IL MYANMAR “SCOPRE” IL CONTAGIO

Il Myanmar (già Birmania) scopre il coronavirus, con tre casi registrati dal 23 marzo dopo che varie fonti avevano indicato l’individuazione di almeno un cittadino cinese positivo già a fine gennaio. Da allora, però i segnali del contagio erano stati limitati alla chiusura della maggior parte dei posti di frontiera terrestri e a un filtro sempre più stretto ai voli in arrivo. Fino all’annuncio, la settimana scorsa della quarantena obbligatoria per passeggeri provenienti da 14 paesi, misura incrementata il 25 marzo con la decisione di imporre 14 giorni di isolamento per tutti – birmani e stranieri – autorizzati a sbarcare nei soli aeroporti di Yangon, Mandalay e la capitale Naypyitaw.

Il paese è però tutt’altro che sigillato e questo vale per le decine di migliaia di birmani emigrati per lavoro all’estero, a partire da quelli nella confinante Thailandia che cercano di rientrare prima che Bangkok dichiari il blocco totale, ma anche i cinesi, a cui si deve il maggior flusso turistico nel paese sommato a un gran numero di imprenditori, commercianti, consulenti e specialisti impegnati nella costruzione di infrastrutture.

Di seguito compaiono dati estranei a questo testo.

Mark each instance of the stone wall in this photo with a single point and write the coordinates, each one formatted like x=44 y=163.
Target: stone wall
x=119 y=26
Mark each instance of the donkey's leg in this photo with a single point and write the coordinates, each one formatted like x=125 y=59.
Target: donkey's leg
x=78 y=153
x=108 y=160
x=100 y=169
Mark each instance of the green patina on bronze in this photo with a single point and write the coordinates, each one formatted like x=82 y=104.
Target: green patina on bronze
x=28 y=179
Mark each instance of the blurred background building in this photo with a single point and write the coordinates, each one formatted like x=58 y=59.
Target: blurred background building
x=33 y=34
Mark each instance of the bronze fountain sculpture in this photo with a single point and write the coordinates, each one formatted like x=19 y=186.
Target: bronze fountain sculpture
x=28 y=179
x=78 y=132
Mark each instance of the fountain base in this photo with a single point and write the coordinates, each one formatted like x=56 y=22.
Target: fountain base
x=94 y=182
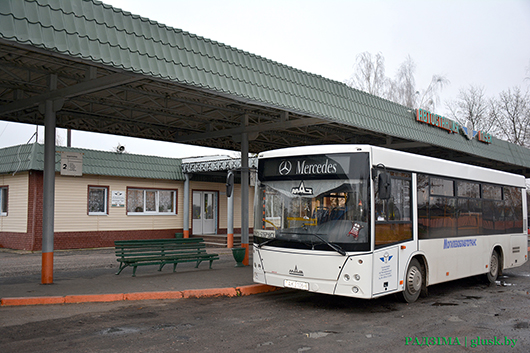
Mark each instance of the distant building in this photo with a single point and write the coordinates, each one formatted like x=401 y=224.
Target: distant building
x=105 y=196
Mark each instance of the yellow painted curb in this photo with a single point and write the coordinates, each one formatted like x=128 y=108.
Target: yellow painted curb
x=99 y=298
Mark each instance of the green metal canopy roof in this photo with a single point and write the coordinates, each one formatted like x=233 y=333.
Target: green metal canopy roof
x=208 y=87
x=31 y=157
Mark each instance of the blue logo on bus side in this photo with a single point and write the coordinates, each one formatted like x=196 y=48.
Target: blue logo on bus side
x=386 y=258
x=448 y=244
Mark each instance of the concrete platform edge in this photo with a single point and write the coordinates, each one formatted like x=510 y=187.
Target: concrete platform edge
x=100 y=298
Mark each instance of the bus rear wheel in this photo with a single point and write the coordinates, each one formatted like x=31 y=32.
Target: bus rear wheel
x=413 y=282
x=494 y=267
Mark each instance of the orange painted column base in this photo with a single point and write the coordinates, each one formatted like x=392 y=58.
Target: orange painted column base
x=47 y=268
x=245 y=260
x=230 y=241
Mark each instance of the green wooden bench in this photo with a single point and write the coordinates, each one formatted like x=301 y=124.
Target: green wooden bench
x=161 y=252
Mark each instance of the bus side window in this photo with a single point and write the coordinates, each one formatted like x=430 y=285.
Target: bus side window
x=393 y=216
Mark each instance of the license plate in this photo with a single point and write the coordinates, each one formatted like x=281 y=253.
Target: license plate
x=296 y=284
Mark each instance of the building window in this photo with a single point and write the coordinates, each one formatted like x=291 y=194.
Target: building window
x=150 y=201
x=98 y=200
x=3 y=200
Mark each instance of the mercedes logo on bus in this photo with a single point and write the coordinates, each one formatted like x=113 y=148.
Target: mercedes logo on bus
x=285 y=168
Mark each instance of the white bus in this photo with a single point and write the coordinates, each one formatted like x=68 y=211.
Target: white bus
x=364 y=221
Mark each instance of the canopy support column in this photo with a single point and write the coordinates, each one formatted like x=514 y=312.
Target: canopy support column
x=186 y=226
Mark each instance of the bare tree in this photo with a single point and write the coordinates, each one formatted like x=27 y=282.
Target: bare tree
x=511 y=113
x=429 y=98
x=369 y=74
x=472 y=106
x=402 y=89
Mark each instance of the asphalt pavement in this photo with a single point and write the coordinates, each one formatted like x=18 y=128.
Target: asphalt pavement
x=90 y=276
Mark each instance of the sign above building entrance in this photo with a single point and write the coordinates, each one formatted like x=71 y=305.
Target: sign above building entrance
x=452 y=127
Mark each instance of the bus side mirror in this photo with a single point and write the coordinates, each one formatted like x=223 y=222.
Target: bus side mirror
x=229 y=184
x=384 y=186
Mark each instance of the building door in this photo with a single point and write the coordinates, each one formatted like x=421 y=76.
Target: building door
x=204 y=212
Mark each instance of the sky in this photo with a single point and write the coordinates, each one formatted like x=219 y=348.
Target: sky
x=484 y=43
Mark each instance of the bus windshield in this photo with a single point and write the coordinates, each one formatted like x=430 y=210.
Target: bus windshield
x=316 y=214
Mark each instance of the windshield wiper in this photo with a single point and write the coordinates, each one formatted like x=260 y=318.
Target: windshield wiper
x=331 y=245
x=266 y=242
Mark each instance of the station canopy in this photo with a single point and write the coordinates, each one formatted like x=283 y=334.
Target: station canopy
x=112 y=72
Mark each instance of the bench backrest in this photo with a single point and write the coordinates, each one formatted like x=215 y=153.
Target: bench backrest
x=159 y=247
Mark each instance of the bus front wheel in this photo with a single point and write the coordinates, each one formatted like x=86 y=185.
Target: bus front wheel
x=494 y=267
x=413 y=282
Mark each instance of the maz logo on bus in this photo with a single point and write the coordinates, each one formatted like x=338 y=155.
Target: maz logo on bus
x=303 y=168
x=302 y=190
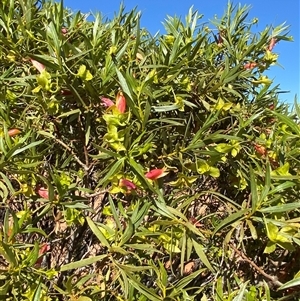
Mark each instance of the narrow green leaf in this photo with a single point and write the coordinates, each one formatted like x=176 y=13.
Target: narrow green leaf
x=199 y=250
x=232 y=218
x=83 y=262
x=97 y=232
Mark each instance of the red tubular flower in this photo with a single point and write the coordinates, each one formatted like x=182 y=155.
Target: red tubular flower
x=121 y=102
x=13 y=132
x=39 y=66
x=64 y=31
x=43 y=249
x=260 y=149
x=42 y=192
x=250 y=65
x=155 y=173
x=272 y=44
x=272 y=106
x=128 y=184
x=107 y=102
x=65 y=92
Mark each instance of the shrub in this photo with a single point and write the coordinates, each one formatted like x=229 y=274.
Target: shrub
x=139 y=167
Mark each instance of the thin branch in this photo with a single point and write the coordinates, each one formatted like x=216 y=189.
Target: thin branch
x=86 y=168
x=256 y=267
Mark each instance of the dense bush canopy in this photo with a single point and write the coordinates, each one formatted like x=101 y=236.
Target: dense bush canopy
x=138 y=167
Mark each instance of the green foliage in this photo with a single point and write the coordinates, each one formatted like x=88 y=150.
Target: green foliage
x=139 y=167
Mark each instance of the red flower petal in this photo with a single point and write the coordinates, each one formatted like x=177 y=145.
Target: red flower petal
x=155 y=174
x=250 y=65
x=64 y=31
x=13 y=132
x=121 y=102
x=39 y=66
x=272 y=44
x=43 y=192
x=107 y=102
x=128 y=184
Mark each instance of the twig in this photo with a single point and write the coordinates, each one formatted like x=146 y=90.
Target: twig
x=256 y=267
x=86 y=168
x=96 y=193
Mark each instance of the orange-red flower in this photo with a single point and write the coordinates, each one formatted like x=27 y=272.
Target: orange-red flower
x=42 y=192
x=260 y=149
x=13 y=132
x=127 y=183
x=39 y=66
x=250 y=65
x=156 y=173
x=121 y=102
x=64 y=31
x=107 y=102
x=272 y=44
x=43 y=249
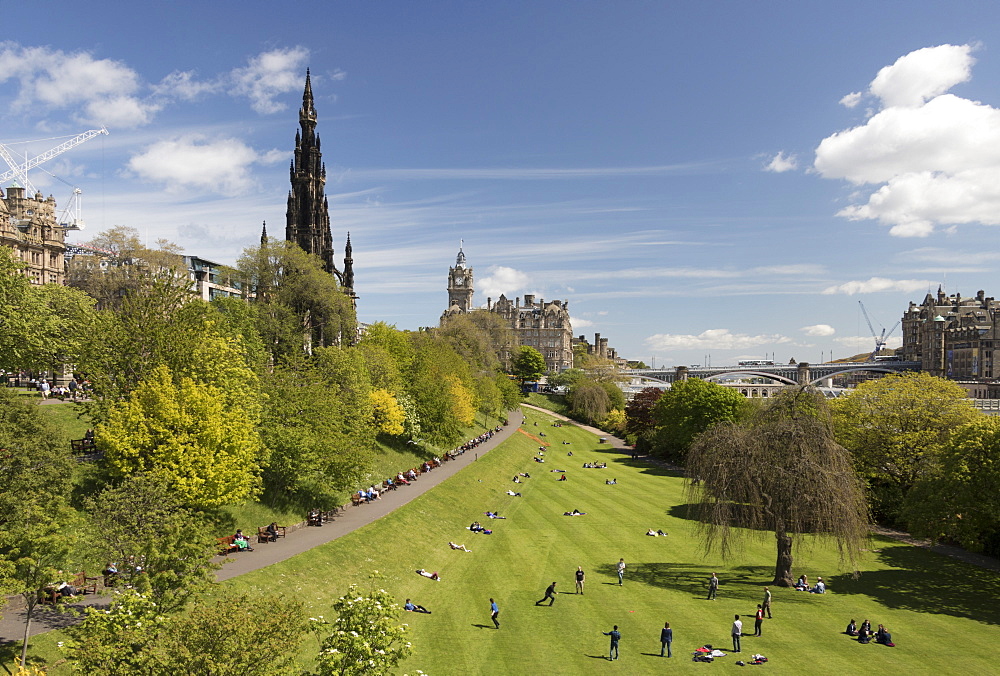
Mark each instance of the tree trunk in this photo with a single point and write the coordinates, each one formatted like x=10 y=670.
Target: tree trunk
x=783 y=564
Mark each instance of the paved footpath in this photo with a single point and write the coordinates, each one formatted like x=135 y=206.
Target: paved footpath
x=298 y=540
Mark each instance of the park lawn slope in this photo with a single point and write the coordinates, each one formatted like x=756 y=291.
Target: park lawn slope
x=933 y=605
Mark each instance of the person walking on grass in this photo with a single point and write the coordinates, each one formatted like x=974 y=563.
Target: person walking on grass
x=615 y=637
x=666 y=638
x=550 y=595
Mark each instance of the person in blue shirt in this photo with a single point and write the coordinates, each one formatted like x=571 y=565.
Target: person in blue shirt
x=615 y=637
x=666 y=638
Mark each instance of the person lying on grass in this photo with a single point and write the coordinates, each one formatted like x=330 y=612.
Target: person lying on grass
x=415 y=607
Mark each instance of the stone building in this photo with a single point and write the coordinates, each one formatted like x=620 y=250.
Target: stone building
x=952 y=336
x=543 y=326
x=28 y=226
x=307 y=217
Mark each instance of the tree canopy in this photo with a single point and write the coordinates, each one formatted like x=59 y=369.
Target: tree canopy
x=780 y=472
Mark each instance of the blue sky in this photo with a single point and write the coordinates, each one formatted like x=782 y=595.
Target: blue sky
x=716 y=180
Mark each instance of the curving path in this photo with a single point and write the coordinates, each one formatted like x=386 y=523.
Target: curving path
x=300 y=539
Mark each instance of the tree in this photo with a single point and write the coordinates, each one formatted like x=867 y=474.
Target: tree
x=528 y=364
x=741 y=487
x=589 y=401
x=895 y=428
x=367 y=637
x=639 y=419
x=160 y=547
x=960 y=499
x=189 y=434
x=229 y=636
x=689 y=408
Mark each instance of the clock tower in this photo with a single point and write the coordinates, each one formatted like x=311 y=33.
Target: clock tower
x=460 y=284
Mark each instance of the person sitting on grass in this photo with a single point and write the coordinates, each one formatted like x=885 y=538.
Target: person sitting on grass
x=883 y=636
x=865 y=632
x=240 y=541
x=415 y=607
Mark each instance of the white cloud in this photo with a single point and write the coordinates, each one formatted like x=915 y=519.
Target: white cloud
x=105 y=90
x=923 y=74
x=781 y=163
x=851 y=100
x=818 y=330
x=183 y=85
x=192 y=162
x=269 y=75
x=502 y=280
x=934 y=156
x=714 y=339
x=877 y=284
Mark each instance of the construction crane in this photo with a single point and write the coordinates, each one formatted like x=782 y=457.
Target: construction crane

Da sempre il rapporto tra il Myanmar e il vicino cinese è intenso e, sino alla fine del regime nel 2011, sostenuto dall’apparato militare che ancora oggi, nonostante il consolidamento di istituzioni democratiche con un ruolo essenziale garantito alla Premio Nobel per la Pace Aung San Suu Kyi e alla sua Lega nazionale per la democrazia, conservano ministeri chiave, come quelli delle Risorse naturali e delle Frontiere, che garantiscono forti benefici economici e il controllo di aree strategiche.

In questo panorama si situa la difficile situazione del Nord-Ovest birmano. Ieri l’organizzazione non governativa Fortify Rights (FR) ha chiesto al governo la fine immediata di ogni restrizione all’uso di Internet negli stati Rakhine e Chin, svuotato il primo dell’etnia musulmana Rohingya da operazioni militari che la comunità internazionale ha denunciato come “genocidio” e il secondo che è campo di battaglia tra esercito e milizie etniche. Militarizzazione e censura impedirebbero, secondo FR, un’efficace azione preventiva e di cura in caso di epidemia conclamata.